Perhaps Russia would be more likely to respect a treaty brokered by a powerful country such as the United States? Unfortunately, history provides no evidence for this assumption, either. Russia has broken every nuclear treaty it has signed with the US.

Under the Intermediate-Range Nuclear Forces treaty signed at the end of the Cold War, the US and Russia agreed to ban missiles with ranges of 500 to 5,000 kilometers. Within the last decade, Russia secretly tested a cruise missile with a range of 2,500 kilometers and now deploys it in four battalions.

This year, Russia suspended its participation in the New START treaty. Moscow had already been refusing to restart mandatory inspections of its arsenal after a pause early in the COVID-19 pandemic. Even in its dealings with the US, Russia readily violates treaties and abandons them when convenient.

Russia has also shown a pattern of disregard for states throughout Europe and the Americas.
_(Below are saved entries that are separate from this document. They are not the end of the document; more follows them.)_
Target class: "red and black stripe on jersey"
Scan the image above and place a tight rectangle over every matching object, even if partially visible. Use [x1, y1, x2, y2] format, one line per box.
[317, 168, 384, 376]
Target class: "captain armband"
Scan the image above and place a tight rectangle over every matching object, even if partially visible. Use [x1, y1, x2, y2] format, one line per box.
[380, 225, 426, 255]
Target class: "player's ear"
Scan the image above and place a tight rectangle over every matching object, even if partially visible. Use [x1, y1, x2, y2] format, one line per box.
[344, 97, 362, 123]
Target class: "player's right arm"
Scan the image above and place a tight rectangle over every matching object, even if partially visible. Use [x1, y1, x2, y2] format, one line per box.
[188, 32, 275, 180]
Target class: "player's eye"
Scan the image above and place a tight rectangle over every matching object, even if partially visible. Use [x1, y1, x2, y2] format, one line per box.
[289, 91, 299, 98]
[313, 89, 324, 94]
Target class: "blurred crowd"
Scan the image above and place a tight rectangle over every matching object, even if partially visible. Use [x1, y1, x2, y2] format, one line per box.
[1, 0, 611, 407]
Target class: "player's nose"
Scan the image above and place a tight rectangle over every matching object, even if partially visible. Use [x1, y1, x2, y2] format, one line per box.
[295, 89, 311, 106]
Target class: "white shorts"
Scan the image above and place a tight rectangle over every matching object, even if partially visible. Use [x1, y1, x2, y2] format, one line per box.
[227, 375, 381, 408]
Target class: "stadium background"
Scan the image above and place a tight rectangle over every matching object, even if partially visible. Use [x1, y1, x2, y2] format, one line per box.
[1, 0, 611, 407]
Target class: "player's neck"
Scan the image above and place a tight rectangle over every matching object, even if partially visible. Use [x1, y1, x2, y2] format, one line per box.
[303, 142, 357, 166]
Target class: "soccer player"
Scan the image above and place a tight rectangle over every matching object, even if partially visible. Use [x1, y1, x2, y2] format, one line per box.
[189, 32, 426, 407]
Its interference in the 2016 US elections, when Russia hacked into the computer servers of the Democratic National Convention and targeted voter systems in all 50 states, was broadly publicized in the media. Additionally, the Kremlin has illegally meddled in the elections of countries including Belarus, France, Georgia, Germany, Malta, Moldova, the Netherlands, Poland and Ukraine.

Russia has also conducted less subtle attempts at interference in foreign politics. The Kremlin attempted a coup in Montenegro a year before the country ratified its accession to NATO. Western intelligence concluded that a special unit of the Russian GRU planned to attack the Montenegrin parliament and assassinate the prime minister on the day of the parliamentary elections. This year, there have been allegations that Russia planned a similar coup in Moldova.
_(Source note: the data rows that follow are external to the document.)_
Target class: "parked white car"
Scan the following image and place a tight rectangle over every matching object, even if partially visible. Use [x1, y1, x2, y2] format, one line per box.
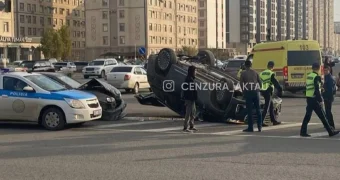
[82, 59, 118, 79]
[106, 65, 151, 94]
[54, 62, 77, 72]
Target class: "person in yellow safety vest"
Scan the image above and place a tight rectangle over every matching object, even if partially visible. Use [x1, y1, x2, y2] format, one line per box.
[300, 63, 339, 137]
[237, 63, 245, 78]
[259, 61, 283, 127]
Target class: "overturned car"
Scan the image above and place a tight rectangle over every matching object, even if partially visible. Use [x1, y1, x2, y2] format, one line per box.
[136, 48, 282, 123]
[39, 72, 127, 121]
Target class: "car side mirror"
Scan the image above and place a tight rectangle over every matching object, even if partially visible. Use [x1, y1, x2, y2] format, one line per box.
[23, 86, 34, 92]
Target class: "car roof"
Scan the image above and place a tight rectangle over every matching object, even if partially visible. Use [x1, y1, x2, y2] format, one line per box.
[3, 72, 41, 77]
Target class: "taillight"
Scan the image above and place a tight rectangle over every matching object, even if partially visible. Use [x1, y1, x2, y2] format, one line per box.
[124, 74, 131, 81]
[283, 66, 288, 80]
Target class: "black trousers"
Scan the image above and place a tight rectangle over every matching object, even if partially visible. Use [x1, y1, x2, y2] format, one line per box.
[300, 98, 334, 135]
[260, 90, 277, 124]
[324, 99, 335, 128]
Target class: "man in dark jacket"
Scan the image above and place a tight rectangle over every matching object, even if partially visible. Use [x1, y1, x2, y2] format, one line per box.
[182, 66, 198, 132]
[324, 57, 335, 75]
[322, 66, 336, 129]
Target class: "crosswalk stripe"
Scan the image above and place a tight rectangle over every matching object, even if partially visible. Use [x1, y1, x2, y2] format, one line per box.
[135, 123, 222, 132]
[290, 131, 329, 138]
[209, 122, 320, 136]
[93, 121, 169, 129]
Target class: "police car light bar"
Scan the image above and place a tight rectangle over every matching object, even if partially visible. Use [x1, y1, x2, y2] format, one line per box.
[1, 68, 16, 74]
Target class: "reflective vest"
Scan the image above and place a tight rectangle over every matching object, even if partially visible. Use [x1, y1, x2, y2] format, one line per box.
[237, 69, 243, 78]
[306, 72, 321, 97]
[259, 69, 274, 91]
Russia’s readiness to ignore the sovereignty of other nations is also exemplified by its audacious assassinations of political opponents in broad daylight across Europe. In 2006, former British double agent Alexander Litvinenko died from radiation sickness in London after drinking a cup of tea poisoned with polonium-210. British investigators concluded the assassination, carried out by Russian FSB agents, was probably ordered by Putin.

In 2018, Russian intelligence poisoned another former spy, Sergei Skripal, in a park in Salisbury. He survived the attempt, but a British woman died after accidentally coming into contact with the poison. The following year, a Chechen insurgent fighter named Zelimkhan Khangoshvili was shot and killed by an FSB agent in the middle of a park in Berlin.

What is notable about these violent acts and attempts at election interference is that besides trampling on other states’ sovereignty, Russia consistently lies. According to Putin: “We didn’t meddle, we aren’t meddling, and we will not meddle in any elections.”

The Kremlin also mocked British investigations into the poisonings of Litvinenko and Skripal as “totally absurd.” Russia’s modus operandi has always been “deny everything and admit nothing.”

Those who argue that it is time for Ukraine to negotiate with Russia are overlooking reality. Russia has broken every peace treaty it ever signed with Ukraine, and many more with other states it has inflicted violence upon.

The Kremlin operates without regard for its neighbors, the United States, European countries, or any moral or legal boundaries. Putin has no reservations about interfering in democratic elections, plotting coups or murdering people even on NATO soil.

Negotiations hinge on having a modicum of trust in the other party’s commitment to honor agreements, but Russia has demolished any grounds for trust.

Anastassia Fedyk, Tatyana Deryugina

Anastassia Fedyk is an assistant professor of finance at the Haas School of Business at UC Berkeley. Tatyana Deryugina is an associate professor of finance at the University of Illinois Urbana-Champaign. – Ed.